Un mode de production rentable
Les rendements sont très élevés, mais le prix de vente aussi : 20% plus cher que des salades bio. Un prix compensé, selon Nordic Harvest, par une durée de conservation plus longue et donc moins de gâchis. Toute la production est écoulée en grande surface. "Quand on se sera agrandi, on atteindra environ 1 000 tonnes par an", assure Flemming Dyring, directeur commercial, qui vise 5% du marché danois d'ici la fin de l'année.
Si vous construisez 15 usines de ce type au Danemark, ça couvre les deux-tiers de la consommation du pays. On n'a plus besoin d'importer de salades.

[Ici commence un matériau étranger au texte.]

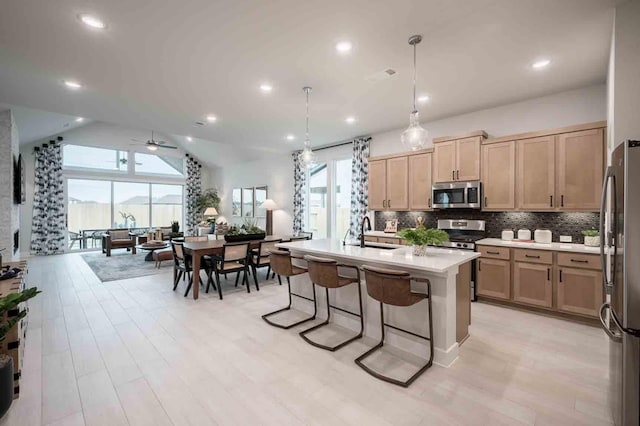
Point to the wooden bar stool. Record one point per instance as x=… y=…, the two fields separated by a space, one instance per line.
x=282 y=266
x=393 y=287
x=324 y=272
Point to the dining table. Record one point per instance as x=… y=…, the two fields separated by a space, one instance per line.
x=197 y=249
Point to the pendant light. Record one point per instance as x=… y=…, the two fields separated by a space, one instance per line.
x=415 y=137
x=307 y=157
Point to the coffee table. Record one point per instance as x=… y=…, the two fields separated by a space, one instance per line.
x=151 y=249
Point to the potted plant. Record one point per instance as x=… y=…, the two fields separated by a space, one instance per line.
x=591 y=237
x=421 y=237
x=247 y=232
x=10 y=303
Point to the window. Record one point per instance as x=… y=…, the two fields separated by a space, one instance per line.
x=152 y=164
x=92 y=158
x=329 y=198
x=166 y=204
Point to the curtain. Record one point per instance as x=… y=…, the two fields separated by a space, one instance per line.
x=299 y=192
x=48 y=223
x=193 y=188
x=359 y=183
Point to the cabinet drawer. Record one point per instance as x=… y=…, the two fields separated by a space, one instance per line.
x=494 y=252
x=389 y=240
x=533 y=256
x=576 y=260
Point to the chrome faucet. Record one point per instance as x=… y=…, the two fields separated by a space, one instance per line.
x=368 y=222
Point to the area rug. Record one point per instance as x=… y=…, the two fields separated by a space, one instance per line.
x=122 y=265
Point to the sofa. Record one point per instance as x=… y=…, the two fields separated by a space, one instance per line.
x=119 y=238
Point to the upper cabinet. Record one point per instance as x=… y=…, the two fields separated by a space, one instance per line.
x=555 y=170
x=499 y=176
x=580 y=169
x=457 y=160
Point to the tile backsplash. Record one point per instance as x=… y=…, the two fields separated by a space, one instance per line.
x=559 y=223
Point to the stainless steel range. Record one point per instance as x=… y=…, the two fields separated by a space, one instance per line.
x=463 y=233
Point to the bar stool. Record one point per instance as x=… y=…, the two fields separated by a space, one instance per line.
x=282 y=266
x=393 y=287
x=324 y=272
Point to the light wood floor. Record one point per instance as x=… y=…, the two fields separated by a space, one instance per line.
x=134 y=352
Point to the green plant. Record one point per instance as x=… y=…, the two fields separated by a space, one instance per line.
x=11 y=302
x=421 y=236
x=207 y=198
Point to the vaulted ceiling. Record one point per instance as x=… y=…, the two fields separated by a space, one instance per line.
x=165 y=64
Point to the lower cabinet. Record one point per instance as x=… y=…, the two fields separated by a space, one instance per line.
x=494 y=278
x=532 y=284
x=579 y=291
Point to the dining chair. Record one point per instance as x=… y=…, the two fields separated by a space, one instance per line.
x=234 y=258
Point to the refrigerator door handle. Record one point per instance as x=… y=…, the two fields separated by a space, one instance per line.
x=613 y=336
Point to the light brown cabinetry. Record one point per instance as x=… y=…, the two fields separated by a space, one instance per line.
x=494 y=278
x=580 y=168
x=457 y=160
x=536 y=173
x=420 y=182
x=499 y=176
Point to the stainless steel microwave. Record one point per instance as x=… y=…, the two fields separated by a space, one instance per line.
x=457 y=195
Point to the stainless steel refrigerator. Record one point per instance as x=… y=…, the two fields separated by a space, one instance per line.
x=620 y=315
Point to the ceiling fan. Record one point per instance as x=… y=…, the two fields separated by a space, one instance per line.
x=153 y=144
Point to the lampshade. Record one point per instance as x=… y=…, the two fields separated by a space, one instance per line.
x=269 y=204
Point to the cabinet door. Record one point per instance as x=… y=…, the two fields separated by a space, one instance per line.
x=420 y=182
x=536 y=173
x=494 y=278
x=444 y=161
x=468 y=159
x=579 y=291
x=532 y=284
x=580 y=169
x=499 y=176
x=398 y=183
x=377 y=185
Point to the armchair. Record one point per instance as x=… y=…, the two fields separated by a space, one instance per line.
x=119 y=238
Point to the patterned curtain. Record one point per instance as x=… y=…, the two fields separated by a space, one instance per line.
x=193 y=187
x=359 y=183
x=299 y=192
x=48 y=224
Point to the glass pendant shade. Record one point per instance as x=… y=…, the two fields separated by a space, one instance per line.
x=415 y=137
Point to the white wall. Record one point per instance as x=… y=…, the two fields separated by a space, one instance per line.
x=562 y=109
x=626 y=72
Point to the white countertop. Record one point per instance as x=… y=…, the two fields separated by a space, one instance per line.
x=574 y=248
x=438 y=260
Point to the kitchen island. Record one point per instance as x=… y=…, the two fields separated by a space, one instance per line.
x=449 y=272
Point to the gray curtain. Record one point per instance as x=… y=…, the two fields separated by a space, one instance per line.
x=48 y=220
x=193 y=188
x=359 y=183
x=299 y=192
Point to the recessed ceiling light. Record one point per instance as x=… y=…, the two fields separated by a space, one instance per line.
x=93 y=22
x=540 y=64
x=71 y=84
x=344 y=46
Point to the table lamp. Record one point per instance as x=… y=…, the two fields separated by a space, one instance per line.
x=211 y=211
x=269 y=205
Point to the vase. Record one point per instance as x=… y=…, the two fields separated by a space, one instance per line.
x=420 y=250
x=592 y=241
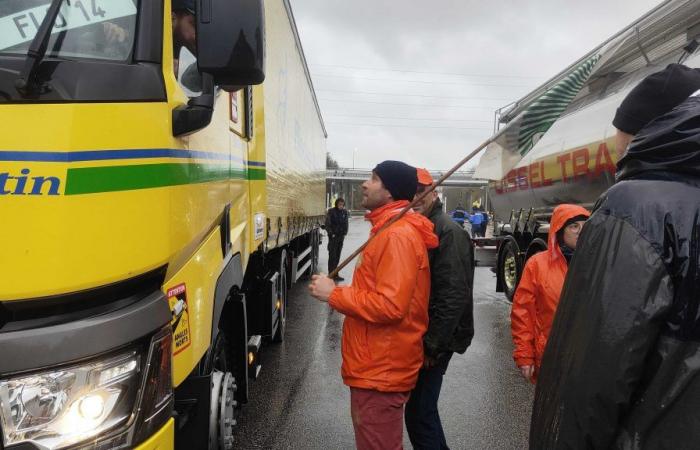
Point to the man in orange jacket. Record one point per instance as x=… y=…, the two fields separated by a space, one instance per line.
x=386 y=309
x=540 y=286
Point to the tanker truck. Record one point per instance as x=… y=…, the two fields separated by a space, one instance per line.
x=575 y=160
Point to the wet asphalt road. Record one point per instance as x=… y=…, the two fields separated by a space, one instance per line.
x=299 y=400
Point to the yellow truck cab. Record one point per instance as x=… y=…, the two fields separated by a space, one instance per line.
x=155 y=209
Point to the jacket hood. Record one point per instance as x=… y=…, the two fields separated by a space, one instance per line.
x=560 y=216
x=380 y=216
x=670 y=143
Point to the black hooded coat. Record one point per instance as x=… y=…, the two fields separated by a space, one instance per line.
x=622 y=365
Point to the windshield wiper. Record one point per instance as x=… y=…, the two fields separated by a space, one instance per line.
x=27 y=82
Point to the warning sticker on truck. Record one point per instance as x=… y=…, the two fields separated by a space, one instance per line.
x=177 y=299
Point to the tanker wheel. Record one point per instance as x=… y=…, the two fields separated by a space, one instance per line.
x=510 y=268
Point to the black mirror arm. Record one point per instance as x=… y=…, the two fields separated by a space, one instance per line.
x=198 y=112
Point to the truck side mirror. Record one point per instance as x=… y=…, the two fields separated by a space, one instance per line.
x=231 y=41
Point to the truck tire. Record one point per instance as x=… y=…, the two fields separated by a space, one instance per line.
x=510 y=267
x=283 y=294
x=315 y=249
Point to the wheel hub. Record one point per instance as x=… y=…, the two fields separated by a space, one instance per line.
x=509 y=271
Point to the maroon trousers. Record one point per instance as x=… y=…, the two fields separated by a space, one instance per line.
x=377 y=418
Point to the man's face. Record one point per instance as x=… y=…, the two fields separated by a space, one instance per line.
x=424 y=206
x=571 y=233
x=184 y=31
x=374 y=194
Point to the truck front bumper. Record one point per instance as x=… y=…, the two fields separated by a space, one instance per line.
x=163 y=439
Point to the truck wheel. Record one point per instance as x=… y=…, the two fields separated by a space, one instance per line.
x=222 y=417
x=282 y=299
x=510 y=268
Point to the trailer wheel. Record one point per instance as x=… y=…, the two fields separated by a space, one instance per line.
x=510 y=267
x=282 y=299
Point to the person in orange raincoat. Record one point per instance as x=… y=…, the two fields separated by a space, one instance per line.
x=537 y=295
x=385 y=308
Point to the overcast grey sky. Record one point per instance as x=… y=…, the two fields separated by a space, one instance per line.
x=420 y=81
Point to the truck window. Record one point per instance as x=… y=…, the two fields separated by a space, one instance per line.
x=93 y=52
x=188 y=76
x=94 y=29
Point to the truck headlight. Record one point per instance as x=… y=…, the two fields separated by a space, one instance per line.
x=65 y=407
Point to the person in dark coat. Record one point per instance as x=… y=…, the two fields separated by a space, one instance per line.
x=622 y=365
x=336 y=227
x=451 y=325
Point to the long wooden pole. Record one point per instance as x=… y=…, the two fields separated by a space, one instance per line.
x=416 y=200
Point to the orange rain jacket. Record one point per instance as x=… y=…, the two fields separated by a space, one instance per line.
x=537 y=296
x=386 y=307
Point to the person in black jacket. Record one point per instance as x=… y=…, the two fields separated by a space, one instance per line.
x=337 y=228
x=451 y=324
x=622 y=365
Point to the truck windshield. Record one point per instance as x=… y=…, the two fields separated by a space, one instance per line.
x=92 y=29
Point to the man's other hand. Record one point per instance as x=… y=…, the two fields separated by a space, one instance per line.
x=527 y=371
x=321 y=287
x=429 y=362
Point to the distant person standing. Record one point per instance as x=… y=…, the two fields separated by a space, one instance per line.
x=336 y=227
x=477 y=221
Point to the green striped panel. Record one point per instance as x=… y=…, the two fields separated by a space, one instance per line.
x=90 y=180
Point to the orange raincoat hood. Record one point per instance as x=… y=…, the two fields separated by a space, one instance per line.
x=537 y=296
x=422 y=224
x=560 y=216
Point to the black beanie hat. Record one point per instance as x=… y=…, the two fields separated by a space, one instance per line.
x=656 y=95
x=400 y=179
x=183 y=5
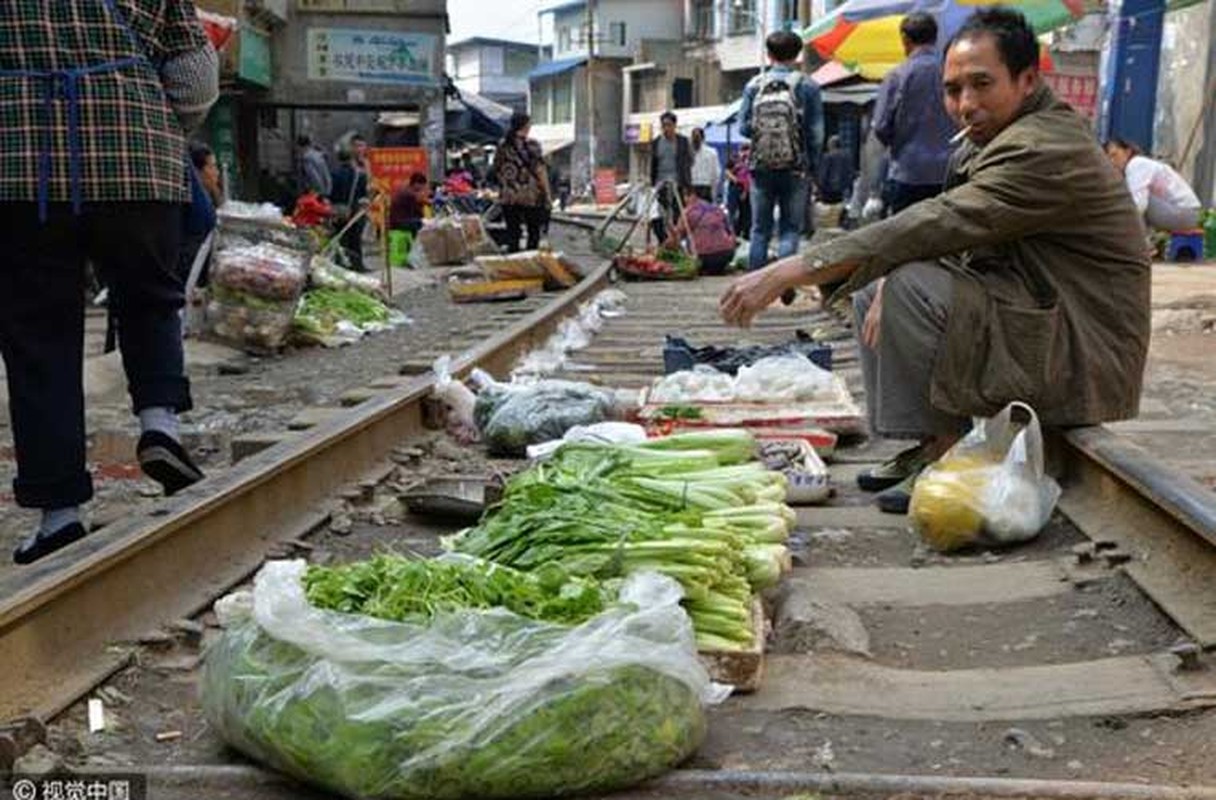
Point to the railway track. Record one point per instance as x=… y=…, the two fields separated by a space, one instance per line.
x=893 y=670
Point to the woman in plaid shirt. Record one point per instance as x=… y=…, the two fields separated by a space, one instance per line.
x=95 y=100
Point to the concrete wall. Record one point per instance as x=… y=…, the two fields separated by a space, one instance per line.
x=642 y=20
x=1181 y=89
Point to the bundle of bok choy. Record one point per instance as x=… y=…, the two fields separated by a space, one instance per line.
x=692 y=507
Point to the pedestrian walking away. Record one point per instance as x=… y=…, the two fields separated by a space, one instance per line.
x=670 y=172
x=1161 y=195
x=910 y=118
x=314 y=172
x=836 y=173
x=523 y=182
x=707 y=170
x=349 y=187
x=1026 y=280
x=708 y=231
x=110 y=195
x=782 y=113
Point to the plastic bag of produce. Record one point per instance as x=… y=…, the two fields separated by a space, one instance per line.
x=784 y=378
x=248 y=322
x=459 y=401
x=327 y=275
x=471 y=704
x=699 y=384
x=989 y=489
x=443 y=242
x=265 y=271
x=513 y=416
x=477 y=240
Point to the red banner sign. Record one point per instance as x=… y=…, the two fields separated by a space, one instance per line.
x=606 y=186
x=1080 y=91
x=390 y=167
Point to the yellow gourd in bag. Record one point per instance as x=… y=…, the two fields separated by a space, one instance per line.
x=945 y=510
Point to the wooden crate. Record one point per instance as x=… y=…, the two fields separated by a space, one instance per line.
x=490 y=291
x=741 y=669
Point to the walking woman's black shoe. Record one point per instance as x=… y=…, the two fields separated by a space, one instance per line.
x=165 y=461
x=41 y=545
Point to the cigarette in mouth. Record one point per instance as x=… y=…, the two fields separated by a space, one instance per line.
x=957 y=137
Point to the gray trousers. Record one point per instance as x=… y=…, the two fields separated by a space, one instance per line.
x=1164 y=215
x=899 y=372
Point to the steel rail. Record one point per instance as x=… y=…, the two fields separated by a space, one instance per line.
x=65 y=619
x=265 y=784
x=1155 y=522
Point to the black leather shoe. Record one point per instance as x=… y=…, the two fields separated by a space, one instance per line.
x=43 y=545
x=165 y=461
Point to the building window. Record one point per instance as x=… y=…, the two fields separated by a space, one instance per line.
x=789 y=20
x=617 y=33
x=563 y=100
x=742 y=17
x=703 y=20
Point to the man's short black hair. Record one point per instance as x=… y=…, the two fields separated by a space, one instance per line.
x=919 y=28
x=1014 y=38
x=198 y=153
x=783 y=45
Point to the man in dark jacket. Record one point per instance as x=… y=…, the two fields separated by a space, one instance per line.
x=670 y=172
x=837 y=173
x=910 y=117
x=1025 y=280
x=108 y=186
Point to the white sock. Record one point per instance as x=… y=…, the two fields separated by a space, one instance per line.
x=161 y=418
x=57 y=518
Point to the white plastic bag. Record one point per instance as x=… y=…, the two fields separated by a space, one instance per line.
x=459 y=400
x=699 y=384
x=471 y=704
x=989 y=489
x=609 y=433
x=784 y=378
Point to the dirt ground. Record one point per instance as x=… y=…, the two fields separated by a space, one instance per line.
x=153 y=714
x=240 y=394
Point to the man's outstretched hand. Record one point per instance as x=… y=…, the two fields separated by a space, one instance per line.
x=756 y=291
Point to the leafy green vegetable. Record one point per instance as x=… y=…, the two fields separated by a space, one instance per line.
x=728 y=445
x=467 y=704
x=609 y=511
x=400 y=589
x=322 y=308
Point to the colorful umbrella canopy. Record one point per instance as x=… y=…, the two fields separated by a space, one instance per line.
x=865 y=34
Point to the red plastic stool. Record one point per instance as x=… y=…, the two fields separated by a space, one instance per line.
x=1186 y=246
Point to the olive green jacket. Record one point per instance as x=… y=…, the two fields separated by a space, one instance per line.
x=1051 y=300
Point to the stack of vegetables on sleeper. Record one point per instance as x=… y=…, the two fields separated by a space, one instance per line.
x=552 y=649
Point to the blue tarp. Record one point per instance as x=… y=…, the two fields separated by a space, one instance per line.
x=724 y=134
x=557 y=67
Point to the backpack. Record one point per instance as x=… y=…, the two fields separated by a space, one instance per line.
x=777 y=123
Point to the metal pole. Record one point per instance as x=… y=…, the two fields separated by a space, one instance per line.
x=591 y=88
x=1204 y=173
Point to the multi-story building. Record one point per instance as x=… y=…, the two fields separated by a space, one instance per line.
x=720 y=49
x=493 y=68
x=246 y=75
x=575 y=99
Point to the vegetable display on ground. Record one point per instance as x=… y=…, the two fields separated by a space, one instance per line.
x=459 y=702
x=693 y=507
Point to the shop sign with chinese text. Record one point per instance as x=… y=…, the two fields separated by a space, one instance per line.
x=371 y=56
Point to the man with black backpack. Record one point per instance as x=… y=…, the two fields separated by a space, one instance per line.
x=782 y=114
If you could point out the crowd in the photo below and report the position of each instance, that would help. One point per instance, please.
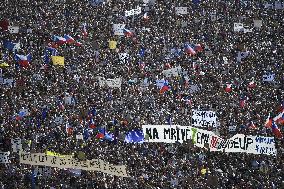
(157, 44)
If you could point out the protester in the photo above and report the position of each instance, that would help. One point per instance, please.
(237, 74)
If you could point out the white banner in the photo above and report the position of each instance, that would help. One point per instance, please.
(172, 72)
(181, 10)
(112, 83)
(268, 77)
(204, 118)
(4, 157)
(16, 144)
(13, 29)
(118, 29)
(133, 12)
(203, 138)
(71, 163)
(238, 27)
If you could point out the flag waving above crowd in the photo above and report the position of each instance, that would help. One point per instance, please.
(141, 94)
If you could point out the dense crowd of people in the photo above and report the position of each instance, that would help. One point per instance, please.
(157, 44)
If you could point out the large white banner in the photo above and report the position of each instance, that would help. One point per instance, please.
(132, 12)
(118, 29)
(203, 138)
(204, 118)
(5, 157)
(71, 163)
(112, 83)
(172, 72)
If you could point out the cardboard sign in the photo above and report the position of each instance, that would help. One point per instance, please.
(71, 163)
(181, 10)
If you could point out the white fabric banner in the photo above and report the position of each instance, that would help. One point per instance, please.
(238, 27)
(16, 144)
(4, 157)
(204, 118)
(181, 10)
(133, 12)
(172, 72)
(71, 163)
(208, 139)
(112, 83)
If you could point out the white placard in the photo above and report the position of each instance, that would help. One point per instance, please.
(278, 5)
(118, 29)
(13, 29)
(181, 10)
(112, 83)
(204, 118)
(193, 89)
(173, 72)
(133, 12)
(203, 138)
(42, 171)
(5, 157)
(8, 82)
(123, 57)
(238, 27)
(71, 163)
(58, 120)
(268, 77)
(16, 144)
(257, 23)
(80, 137)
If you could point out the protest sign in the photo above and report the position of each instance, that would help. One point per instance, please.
(9, 82)
(193, 89)
(16, 144)
(172, 72)
(112, 44)
(238, 27)
(244, 143)
(42, 171)
(167, 133)
(118, 29)
(4, 157)
(204, 118)
(13, 29)
(208, 139)
(257, 23)
(181, 10)
(112, 83)
(123, 57)
(268, 77)
(133, 12)
(72, 163)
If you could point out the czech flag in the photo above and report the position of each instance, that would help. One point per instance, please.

Flemming Dyring, directeur commercialà franceinfo
Les fermes verticales sont-elles les fermes de l'avenir ? Nordic Harvest entend en tout cas en ouvrir d'autres dans les pays scandinaves. Il en existe déjà à New York et au Japon. En France aussi, elles commencent à fleurir. À Château-Thierry (Aisne), la société Jungle produit depuis quelques mois des herbes aromatiques pour Monoprix et Intermarché. Des initiatives sont en cours également à Lyon ou encore à Paris dans une ancienne galerie de métro. C'est intéressant car proche des centres urbains où se trouvent les bouches à nourrir, mais cela pose la question de l'artificialisation des sols et de la consommation énergétique, mais aussi celle de l'envie du consommateur de se nourrir avec des plantes sorties d'usine.